Bilirubin present in bile is mostly responsible for the color of stools and the concentration of bilirubin means that color can vary from very light yellow to a near black color. You may also be able to link the color of your stool with something that you have eaten.
When stools change color from one bowel movement to another, there is no real cause for alarm but certain color changes may indicate a more serious underlying condition.
Stool Color Meanings
When a stool passes through your intestine too quickly it may not have the necessary amount of time for bile to get properly broken down and digested to produce the normal brown colored stools. Under normal circumstances bile is altered chemically inside the intestines to a greenish brown hue.

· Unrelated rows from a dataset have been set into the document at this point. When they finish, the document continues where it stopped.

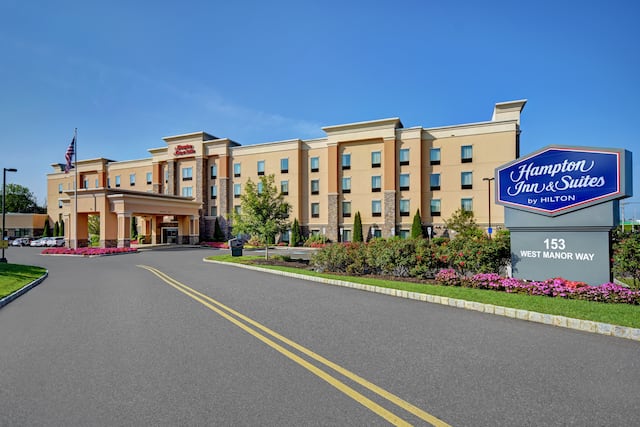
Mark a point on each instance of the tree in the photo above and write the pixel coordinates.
(46, 232)
(263, 213)
(463, 222)
(20, 199)
(296, 235)
(416, 227)
(357, 228)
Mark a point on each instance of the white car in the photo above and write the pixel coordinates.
(39, 242)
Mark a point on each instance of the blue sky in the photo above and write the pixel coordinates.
(127, 73)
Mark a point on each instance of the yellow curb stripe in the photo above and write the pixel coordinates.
(363, 400)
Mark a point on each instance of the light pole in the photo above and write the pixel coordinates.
(489, 230)
(4, 192)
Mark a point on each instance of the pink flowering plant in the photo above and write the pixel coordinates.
(88, 251)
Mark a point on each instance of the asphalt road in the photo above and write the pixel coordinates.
(105, 342)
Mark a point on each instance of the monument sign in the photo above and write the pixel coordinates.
(561, 204)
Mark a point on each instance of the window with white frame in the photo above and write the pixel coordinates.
(376, 159)
(404, 181)
(404, 156)
(434, 181)
(346, 184)
(376, 184)
(405, 207)
(376, 208)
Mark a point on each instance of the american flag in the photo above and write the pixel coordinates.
(69, 154)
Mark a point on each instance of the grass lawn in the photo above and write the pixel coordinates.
(616, 314)
(15, 276)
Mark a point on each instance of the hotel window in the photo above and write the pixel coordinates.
(466, 180)
(434, 181)
(376, 159)
(346, 161)
(435, 207)
(466, 153)
(404, 156)
(434, 156)
(346, 185)
(405, 207)
(315, 210)
(376, 208)
(346, 209)
(376, 183)
(187, 174)
(315, 164)
(404, 181)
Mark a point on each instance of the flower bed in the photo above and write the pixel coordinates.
(88, 251)
(556, 287)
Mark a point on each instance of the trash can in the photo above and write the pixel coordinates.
(236, 247)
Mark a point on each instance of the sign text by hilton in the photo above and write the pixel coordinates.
(521, 176)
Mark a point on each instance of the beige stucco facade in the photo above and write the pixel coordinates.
(378, 168)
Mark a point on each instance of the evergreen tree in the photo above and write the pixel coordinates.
(357, 228)
(416, 227)
(46, 232)
(296, 234)
(218, 236)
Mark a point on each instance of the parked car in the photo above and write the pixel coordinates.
(55, 241)
(21, 241)
(39, 242)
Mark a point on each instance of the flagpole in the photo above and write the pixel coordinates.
(75, 166)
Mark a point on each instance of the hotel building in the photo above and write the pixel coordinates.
(378, 168)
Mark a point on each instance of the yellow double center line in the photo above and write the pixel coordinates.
(228, 313)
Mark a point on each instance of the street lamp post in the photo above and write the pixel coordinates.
(4, 192)
(489, 230)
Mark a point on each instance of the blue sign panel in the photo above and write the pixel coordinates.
(556, 179)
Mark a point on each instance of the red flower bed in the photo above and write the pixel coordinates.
(88, 251)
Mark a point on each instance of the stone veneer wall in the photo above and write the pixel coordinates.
(389, 213)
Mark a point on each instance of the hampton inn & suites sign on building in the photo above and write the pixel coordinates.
(561, 204)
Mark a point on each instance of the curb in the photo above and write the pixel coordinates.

It then takes some time for the bile to be altered fully before changing to brown again. If this process is shortened and the stool moves through the tract too quickly as in the case of diarrhea, the stool will keep its green color.
Bear in mind that green stools may also be caused by consuming a diet which is rich in leafy green veg like spinach.
Other potential causes of green stools that are nothing to fret about are chlorophyll and algae supplements. Multivitamins with a high iron content and excessive consumption of refined sugar can also be a cause.
Breastfed babies will often have green colored stools as a result of the colostrum content in breast milk.
If you have noticed that your stools are yellow, foul smelling and greasy in appearance, there are numerous potential underlying causes. Yellow stools are often caused by the inability of the intestine to properly absorb and digest fat.
This may be the result of an intestinal disease like cystic fibrosis or celiac disease or because the pancreas cannot produce enough digestive enzymes which affects people with pancreatitis cancer of the pancreas. Yellow stools can also be caused when insufficient bile is delivered into the intestine.
Black stools may be a cause for concern as they can be the result of bleeding into the gastrointestinal tract. This bleeding usually comes from the upper gastrointestinal tract including the stomach, esophagus and duodenum.
When this occurs, the digestive enzymes break down the red blood cells which turns the feces black, sticky and very foul smelling. Black sticky stools should be taken seriously as intestinal bleeding is a serious medical condition.
Certain diets including very low carb diets like the Atkins diet are also known to produce very dark colored stools so if you have recently started a low carb diet, there is no cause for alarm.
Bright Red Stools
Bright red stools can be scary especially for a parent. However, there is usually no cause for alarm.
In young children, bright red stools are usually caused by anal fissures or a tear in the skin which surrounds the anus.
In adults, bright red stools are most often caused by bleeding as a result of hemorrhoids.
There are however a few more serious potential causes of red stools including:
- Inflammatory bowel diseases like ulcerative colitis and Crohn’s disease
- Intestinal infections
- Diverticular bleeding
- Bleeding from the upper GI tract can also cause red stools when there was not sufficient time for the digestion of red blood cells which would otherwise turn them black.
- Certain rich red foods like beets may also cause red stools.
White colored stools are a lot less common and may occur as a result of pancreatitis or cancer of the pancreas which blocks the delivery of bile from the ducts. Insufficient bile means the stool will lose its normal brown color leaving it pale or white.